Okay. So third quarter is $0.79 in your guidance?
Okay. And then does your guidance include any additional share repurchases?
Minimal for the fourth quarter. Obviously we have made a big buyback in the third quarter, so you should expect that to moderate quite a bit in the fourth quarter.
And then on the comp sales to date trend you mentioned weather and then a launch shift impact. Was the major impact from the launch or was it primarily weather, could you quantify what the impact of the launch shift was?
Yes, about 75% of the current decline is weather related.
Great. And then finally last quarter you talked about opportunity in bottoms as well as wearables. Just curious how that played out in third quarter and how you’re feeling of about those initiatives for fourth quarter?

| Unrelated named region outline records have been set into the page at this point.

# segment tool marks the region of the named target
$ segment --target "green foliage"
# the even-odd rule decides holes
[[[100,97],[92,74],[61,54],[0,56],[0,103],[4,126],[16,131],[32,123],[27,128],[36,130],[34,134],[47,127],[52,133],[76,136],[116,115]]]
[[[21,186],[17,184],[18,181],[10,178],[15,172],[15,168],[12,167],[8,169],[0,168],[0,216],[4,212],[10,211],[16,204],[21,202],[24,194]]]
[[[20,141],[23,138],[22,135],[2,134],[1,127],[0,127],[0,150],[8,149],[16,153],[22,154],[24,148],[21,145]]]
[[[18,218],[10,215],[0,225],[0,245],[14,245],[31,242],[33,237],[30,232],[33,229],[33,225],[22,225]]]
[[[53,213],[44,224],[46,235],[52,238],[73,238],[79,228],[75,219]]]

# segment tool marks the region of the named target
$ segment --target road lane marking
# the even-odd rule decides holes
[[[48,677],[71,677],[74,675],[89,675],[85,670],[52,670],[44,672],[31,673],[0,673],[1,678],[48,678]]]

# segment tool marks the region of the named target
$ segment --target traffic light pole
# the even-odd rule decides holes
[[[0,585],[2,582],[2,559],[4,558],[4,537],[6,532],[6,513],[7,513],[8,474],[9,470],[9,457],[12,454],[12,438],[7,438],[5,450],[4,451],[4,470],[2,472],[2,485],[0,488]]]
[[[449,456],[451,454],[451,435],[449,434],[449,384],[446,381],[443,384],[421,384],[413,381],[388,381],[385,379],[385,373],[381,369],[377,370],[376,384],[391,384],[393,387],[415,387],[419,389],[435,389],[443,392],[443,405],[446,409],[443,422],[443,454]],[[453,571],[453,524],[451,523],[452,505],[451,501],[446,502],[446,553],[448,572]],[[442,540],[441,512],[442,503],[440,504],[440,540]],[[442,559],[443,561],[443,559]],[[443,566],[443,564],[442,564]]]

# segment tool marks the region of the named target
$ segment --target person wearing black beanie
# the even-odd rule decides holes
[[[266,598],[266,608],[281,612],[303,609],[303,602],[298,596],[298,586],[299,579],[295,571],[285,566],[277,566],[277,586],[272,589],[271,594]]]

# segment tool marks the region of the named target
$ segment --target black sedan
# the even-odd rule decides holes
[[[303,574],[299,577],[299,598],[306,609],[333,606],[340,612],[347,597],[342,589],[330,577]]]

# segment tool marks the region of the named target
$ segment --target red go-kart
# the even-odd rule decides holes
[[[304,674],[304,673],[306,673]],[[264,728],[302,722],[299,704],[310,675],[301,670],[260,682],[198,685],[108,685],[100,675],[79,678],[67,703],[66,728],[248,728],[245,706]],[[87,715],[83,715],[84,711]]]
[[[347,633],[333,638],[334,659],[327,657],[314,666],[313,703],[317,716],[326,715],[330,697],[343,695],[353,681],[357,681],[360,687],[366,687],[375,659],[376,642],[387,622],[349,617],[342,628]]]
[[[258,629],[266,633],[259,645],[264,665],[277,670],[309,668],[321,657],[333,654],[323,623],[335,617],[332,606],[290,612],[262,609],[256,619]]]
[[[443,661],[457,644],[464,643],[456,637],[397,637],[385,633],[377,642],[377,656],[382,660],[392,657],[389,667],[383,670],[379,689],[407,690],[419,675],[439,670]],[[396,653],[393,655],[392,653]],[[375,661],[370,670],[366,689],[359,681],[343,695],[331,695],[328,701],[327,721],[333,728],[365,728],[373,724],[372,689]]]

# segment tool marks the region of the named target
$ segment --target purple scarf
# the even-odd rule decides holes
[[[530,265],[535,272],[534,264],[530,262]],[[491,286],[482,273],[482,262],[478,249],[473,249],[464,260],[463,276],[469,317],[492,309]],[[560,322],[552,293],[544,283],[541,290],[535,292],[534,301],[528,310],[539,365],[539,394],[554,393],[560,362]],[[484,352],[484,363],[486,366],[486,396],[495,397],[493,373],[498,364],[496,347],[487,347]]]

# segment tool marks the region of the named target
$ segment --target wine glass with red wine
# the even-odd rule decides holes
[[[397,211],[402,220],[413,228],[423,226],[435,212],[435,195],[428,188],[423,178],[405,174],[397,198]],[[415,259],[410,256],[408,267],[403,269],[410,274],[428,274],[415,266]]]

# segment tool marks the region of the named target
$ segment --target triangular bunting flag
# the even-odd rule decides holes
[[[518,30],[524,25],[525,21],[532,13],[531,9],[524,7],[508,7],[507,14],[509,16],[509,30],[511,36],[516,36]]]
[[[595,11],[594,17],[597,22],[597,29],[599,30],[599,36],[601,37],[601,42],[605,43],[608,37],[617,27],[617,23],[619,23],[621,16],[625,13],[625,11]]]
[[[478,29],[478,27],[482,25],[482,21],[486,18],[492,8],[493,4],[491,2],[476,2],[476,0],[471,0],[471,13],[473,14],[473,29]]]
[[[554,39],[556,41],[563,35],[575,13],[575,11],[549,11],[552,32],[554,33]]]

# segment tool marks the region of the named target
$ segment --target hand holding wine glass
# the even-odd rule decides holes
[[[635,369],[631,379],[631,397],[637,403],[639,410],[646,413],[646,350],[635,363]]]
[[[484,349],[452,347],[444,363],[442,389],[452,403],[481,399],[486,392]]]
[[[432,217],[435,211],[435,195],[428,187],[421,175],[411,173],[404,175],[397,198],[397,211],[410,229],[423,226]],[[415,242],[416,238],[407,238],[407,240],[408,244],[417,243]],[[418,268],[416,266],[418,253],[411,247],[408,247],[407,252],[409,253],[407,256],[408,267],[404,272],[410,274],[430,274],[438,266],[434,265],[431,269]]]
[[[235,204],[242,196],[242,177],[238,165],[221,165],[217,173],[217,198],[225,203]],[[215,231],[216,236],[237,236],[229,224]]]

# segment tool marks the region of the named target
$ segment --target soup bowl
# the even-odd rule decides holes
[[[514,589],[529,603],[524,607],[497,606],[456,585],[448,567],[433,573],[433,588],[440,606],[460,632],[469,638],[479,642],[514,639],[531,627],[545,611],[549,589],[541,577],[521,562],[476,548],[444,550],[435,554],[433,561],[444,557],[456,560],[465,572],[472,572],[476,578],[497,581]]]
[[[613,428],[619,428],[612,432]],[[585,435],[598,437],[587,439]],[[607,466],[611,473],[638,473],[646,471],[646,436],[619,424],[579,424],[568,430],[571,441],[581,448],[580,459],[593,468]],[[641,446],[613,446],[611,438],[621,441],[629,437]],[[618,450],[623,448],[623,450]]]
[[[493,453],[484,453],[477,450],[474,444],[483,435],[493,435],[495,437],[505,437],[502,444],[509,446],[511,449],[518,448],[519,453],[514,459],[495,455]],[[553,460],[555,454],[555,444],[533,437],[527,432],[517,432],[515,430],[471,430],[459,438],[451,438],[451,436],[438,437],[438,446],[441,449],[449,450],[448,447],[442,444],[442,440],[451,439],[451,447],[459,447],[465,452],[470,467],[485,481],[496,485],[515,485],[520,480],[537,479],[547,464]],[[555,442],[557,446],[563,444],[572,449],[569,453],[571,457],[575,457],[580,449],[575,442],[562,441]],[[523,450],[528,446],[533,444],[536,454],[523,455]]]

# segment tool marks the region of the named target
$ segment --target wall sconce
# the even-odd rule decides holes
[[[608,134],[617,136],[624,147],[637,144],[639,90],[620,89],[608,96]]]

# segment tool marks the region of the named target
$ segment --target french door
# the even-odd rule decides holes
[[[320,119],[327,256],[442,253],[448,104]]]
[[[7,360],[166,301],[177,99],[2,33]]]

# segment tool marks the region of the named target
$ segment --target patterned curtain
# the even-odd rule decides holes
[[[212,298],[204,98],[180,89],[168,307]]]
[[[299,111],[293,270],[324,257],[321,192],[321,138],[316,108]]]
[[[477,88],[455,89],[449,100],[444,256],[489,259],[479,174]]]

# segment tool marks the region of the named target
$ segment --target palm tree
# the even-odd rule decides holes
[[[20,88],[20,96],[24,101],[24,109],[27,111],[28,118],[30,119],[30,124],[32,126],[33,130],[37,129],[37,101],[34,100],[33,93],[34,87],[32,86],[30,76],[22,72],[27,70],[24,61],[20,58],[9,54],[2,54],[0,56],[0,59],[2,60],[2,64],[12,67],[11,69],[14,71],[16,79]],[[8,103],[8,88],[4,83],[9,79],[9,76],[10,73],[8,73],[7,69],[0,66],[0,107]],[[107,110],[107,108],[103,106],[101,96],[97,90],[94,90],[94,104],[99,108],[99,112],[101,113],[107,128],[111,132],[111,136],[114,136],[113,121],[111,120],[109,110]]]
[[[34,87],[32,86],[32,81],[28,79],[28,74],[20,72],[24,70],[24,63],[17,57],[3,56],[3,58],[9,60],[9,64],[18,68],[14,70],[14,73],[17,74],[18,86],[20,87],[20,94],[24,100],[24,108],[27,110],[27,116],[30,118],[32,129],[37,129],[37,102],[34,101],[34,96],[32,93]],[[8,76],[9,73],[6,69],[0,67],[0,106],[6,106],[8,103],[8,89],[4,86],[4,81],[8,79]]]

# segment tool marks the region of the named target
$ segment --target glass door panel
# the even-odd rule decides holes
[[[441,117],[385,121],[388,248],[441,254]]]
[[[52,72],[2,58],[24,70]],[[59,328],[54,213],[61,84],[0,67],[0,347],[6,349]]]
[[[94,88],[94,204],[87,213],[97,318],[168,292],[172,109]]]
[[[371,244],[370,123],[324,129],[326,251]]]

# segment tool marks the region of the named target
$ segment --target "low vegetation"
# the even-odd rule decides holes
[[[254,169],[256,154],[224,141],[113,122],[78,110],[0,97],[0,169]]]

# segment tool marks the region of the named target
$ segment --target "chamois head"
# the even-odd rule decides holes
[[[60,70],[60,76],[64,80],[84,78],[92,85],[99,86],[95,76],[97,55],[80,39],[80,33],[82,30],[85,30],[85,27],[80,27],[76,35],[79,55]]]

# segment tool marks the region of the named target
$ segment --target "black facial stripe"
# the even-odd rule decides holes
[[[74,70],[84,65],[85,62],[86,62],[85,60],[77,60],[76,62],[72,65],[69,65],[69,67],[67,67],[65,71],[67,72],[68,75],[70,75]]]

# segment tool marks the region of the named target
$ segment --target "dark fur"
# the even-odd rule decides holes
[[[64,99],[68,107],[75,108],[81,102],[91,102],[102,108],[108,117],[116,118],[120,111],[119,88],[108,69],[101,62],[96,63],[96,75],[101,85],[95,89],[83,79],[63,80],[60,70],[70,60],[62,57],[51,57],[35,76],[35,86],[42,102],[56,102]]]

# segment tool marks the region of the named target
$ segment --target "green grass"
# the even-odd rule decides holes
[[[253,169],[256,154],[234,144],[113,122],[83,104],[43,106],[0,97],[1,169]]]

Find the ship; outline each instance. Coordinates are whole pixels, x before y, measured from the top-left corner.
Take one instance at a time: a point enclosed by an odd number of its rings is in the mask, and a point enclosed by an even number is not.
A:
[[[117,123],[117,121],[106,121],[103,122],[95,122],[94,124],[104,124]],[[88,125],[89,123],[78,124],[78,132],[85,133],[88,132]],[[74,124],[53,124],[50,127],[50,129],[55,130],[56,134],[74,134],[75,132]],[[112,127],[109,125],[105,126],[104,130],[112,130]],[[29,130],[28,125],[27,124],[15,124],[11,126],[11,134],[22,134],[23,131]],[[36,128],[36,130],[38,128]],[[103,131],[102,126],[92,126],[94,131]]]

The bottoms category was excellent during the third quarter. We still see it as one of our fastest-growing categories. It was impacted to a degree by weather but we still saw really nice growth. Our deliveries on wearables we are in business now with our first vendor with two more vendors delivering within the next 10 days to two weeks. So we expect that category to perform overall and we’re going to certainly looking forward to having that in our stores.
And then on both of those how much benefit do you expect from those in 2016?
The bigger driver will certainly be us moving our apparel business forward. Without question we would expect the wearable business to have less of an impact than the improvements in apparel.
Great, thanks and best of luck.
And Mr. Rosenthal, there are no further questions at this time. I will turn the call back to you. Please continue with your closing remarks.
Thank you for your interest in Hibbett Sports. I want to thank our customers for their loyalty, I want to thank our employees for their dedication and I look forward to having all you guys back on our fourth quarter results in March. Thank you.
Ladies and gentlemen, that does conclude the conference call for today. We thank you for your participation and ask that you please disconnect your lines.